St Dunstan's
Monuments
Robert
Clarke,
who died 1610 and Frances, his daughter have a memorial
at St Dunstans.
Elizabeth
Startute who died in
1620 has a monument in St Dunstan's church. Elizabeth was
the mother in law of Michael Merriall, a 1620 vestryman, who had her
memorial erected. The inscription reads:
'In memory of Elizabeth,
widow of Richard Startute, citizen and fishmonger of London, who had
issue by him of 3 sons and four daughters.

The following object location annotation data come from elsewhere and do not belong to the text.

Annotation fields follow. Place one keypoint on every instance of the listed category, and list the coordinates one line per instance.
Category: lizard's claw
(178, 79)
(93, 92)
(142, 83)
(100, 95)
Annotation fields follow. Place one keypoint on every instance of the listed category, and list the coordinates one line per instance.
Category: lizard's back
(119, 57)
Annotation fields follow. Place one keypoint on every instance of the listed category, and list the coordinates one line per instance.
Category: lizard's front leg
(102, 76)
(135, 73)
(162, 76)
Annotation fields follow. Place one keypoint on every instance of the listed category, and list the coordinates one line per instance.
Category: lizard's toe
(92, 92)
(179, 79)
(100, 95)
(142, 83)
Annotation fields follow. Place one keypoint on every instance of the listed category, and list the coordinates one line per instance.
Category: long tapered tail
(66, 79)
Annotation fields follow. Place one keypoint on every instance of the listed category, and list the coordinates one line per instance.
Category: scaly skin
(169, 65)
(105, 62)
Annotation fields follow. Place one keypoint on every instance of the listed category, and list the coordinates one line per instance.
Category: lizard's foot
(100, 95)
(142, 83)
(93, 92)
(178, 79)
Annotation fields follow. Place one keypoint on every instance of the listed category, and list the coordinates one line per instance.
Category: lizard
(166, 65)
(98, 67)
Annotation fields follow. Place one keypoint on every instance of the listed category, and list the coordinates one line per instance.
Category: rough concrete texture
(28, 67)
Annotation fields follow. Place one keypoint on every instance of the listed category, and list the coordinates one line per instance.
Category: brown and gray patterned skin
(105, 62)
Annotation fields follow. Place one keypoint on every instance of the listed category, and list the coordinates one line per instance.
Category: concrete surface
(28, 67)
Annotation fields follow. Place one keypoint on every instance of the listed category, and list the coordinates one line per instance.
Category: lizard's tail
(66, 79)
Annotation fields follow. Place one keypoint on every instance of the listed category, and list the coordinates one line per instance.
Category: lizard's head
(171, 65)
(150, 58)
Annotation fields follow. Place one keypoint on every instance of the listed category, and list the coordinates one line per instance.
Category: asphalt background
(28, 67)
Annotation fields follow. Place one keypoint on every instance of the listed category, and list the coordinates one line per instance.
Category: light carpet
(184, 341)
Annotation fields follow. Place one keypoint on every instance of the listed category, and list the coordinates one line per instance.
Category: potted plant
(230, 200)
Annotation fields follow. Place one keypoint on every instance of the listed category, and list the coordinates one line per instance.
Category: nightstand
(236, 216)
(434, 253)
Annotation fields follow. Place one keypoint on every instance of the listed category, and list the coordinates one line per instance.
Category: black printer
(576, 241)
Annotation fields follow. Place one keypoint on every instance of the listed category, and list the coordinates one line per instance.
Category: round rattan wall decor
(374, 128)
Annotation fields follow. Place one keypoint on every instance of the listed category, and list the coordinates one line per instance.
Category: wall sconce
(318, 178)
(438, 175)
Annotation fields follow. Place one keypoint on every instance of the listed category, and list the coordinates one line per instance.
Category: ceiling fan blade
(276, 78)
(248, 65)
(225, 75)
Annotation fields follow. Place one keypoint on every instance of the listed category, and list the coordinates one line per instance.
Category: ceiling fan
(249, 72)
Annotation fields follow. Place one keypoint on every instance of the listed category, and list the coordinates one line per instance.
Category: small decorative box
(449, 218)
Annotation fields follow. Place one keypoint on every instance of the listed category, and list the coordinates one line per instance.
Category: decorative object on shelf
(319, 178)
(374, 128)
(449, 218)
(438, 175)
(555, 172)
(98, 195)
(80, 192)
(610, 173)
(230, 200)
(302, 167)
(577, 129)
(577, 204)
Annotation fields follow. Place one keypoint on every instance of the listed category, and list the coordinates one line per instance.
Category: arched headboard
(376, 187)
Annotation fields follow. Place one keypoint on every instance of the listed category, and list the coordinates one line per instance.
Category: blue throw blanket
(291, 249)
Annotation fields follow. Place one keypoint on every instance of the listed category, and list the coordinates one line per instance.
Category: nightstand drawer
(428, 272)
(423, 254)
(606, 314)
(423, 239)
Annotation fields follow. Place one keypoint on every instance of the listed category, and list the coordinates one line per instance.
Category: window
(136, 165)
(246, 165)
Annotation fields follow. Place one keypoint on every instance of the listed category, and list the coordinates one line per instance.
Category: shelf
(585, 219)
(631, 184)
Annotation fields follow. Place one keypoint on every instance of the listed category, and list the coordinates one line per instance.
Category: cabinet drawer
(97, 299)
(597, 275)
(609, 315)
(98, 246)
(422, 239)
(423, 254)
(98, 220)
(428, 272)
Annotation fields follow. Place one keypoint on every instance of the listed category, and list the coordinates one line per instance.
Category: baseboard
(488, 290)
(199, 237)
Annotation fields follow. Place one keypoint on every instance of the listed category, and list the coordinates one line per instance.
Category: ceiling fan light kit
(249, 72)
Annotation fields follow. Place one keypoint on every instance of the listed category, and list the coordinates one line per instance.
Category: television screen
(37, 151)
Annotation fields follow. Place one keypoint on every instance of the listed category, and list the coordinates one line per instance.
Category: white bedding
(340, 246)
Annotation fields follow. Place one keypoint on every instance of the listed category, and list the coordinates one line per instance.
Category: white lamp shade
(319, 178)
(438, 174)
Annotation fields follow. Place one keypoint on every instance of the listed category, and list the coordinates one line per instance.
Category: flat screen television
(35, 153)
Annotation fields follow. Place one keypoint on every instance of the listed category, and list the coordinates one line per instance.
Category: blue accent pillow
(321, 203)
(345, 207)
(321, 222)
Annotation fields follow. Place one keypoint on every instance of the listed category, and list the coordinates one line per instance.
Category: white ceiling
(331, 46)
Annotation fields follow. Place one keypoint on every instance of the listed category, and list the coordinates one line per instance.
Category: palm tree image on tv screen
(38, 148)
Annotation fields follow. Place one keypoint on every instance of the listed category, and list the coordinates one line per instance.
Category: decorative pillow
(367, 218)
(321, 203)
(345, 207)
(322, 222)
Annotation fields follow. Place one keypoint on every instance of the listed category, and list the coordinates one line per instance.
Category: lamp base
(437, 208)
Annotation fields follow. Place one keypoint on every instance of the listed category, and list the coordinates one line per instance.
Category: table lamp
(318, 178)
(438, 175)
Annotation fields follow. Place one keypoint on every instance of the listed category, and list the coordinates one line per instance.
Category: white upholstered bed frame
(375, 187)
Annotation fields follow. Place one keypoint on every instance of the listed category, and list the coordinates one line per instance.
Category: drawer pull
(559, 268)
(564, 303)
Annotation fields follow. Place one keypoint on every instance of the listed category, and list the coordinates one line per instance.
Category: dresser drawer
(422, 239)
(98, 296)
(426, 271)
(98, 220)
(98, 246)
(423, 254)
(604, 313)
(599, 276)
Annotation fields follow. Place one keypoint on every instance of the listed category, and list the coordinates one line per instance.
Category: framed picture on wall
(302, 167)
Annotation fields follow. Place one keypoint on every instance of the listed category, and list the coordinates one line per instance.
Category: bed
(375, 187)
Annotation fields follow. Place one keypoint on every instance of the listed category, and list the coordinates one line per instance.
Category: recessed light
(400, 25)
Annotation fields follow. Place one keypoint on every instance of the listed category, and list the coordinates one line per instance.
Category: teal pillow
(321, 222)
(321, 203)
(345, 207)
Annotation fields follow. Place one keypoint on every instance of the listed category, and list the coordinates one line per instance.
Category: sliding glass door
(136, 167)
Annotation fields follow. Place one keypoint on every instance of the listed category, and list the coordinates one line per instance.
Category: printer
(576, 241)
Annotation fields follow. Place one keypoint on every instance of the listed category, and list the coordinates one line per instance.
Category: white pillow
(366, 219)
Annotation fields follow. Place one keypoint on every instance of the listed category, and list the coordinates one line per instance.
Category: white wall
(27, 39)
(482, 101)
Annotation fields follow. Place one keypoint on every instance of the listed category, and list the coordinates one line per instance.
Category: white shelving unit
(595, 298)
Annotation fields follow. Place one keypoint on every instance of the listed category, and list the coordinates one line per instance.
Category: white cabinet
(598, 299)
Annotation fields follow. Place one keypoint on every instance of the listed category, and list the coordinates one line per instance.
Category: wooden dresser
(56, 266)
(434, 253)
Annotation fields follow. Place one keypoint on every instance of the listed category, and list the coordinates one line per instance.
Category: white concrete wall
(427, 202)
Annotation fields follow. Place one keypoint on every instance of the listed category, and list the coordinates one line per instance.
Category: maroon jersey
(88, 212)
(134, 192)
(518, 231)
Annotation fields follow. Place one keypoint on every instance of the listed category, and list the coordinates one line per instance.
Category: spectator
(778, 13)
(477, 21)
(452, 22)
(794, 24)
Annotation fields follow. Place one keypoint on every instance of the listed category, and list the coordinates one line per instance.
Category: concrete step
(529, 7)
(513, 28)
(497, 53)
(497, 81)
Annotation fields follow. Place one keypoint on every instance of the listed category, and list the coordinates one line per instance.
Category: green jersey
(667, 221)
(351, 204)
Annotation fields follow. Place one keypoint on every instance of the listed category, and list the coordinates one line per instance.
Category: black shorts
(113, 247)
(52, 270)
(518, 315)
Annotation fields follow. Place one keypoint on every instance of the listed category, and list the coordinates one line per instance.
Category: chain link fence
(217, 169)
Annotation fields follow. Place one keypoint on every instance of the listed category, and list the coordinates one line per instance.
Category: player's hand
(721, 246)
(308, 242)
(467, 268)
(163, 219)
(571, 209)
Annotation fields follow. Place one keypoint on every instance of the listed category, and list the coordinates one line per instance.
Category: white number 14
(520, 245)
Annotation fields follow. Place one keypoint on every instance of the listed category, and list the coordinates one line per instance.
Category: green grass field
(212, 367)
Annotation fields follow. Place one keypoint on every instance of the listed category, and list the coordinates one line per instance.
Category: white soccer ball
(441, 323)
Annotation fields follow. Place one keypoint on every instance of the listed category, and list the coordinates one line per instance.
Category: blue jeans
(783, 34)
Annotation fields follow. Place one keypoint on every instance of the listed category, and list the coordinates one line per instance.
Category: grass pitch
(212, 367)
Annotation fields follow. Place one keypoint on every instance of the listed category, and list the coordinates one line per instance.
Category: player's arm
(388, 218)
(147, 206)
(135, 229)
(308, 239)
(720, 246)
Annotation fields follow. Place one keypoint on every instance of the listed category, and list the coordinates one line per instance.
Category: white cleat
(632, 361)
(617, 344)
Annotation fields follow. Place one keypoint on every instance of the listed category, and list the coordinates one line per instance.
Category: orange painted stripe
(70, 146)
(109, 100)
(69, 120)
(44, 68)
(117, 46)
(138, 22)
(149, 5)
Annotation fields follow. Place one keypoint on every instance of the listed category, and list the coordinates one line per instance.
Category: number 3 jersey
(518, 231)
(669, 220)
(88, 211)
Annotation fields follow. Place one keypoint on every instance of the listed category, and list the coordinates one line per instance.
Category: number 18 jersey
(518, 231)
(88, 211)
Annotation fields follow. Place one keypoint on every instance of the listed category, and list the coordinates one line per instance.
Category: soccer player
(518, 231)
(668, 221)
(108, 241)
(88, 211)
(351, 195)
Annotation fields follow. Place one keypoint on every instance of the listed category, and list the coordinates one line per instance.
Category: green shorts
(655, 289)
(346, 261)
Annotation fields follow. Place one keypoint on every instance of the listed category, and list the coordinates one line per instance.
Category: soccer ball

After 16 years
spent with him remaining 34 years his widow: In Life and
Death a constant example of true vertue and sweetly slept
in the Lord, Dec. 5, 1620. Aetat. suae 74.'
Below this are the figures
of Michael and his wife and the inscription: 'Captain Michael Merriall & Clare, his wife, eldest
daughter of the abovenamed Elizabeth Startute, erected
this monument as a testimony of hir virtu & their
love. This life is a wareart. Lord Jesus, come quickly.
Rev. 20.

The
Merriall Monument
In 1756 the Detheck,
Startute and Merriall monuments and some others required
work to be done of them either to make repairs to part
that had fallen or to prevent further damage.
A gravestone once stood in
St Dunstan's churchyard dated 1683 with the epitaph: 'Whoever
treadeth in this stone I pray you tread most neatly; For
underneath the same doth lie Your honest friend Will Wheatley.'
In The Spectator Richard
Steele some years later was to remark 'I have made a
discovery of a churchyard in which I believe you might
spend and afternoon with great pleasure to yourself and
to the public. It belongs to the church of Stebon Heath
commonly called Stepney. Whether or no it be that the
people of that parish have a particular genius for an
epitaph, or that there be some poet among them who
undertakes that work by the great, I cannot tell; but
there are more remarkable inscriptions in that place than
in any other I have met with.' Many of the
gravestones, alas, are now no longer in place.
Captain
Nathaniel Owen's young
wife died on 6 August 1685 aged 36 and she appears with
her husband and his second wife on a memorial stone
inside St Dunstan's church.
Amongst those buried here
are Admiral
Sir John Leake (1656-1720
- the reliever of Londonderry), Lady Jane Detheck,(1606) wife of Alexander Neville, John Berry (1689-90), and Benjamin Kenton (1800).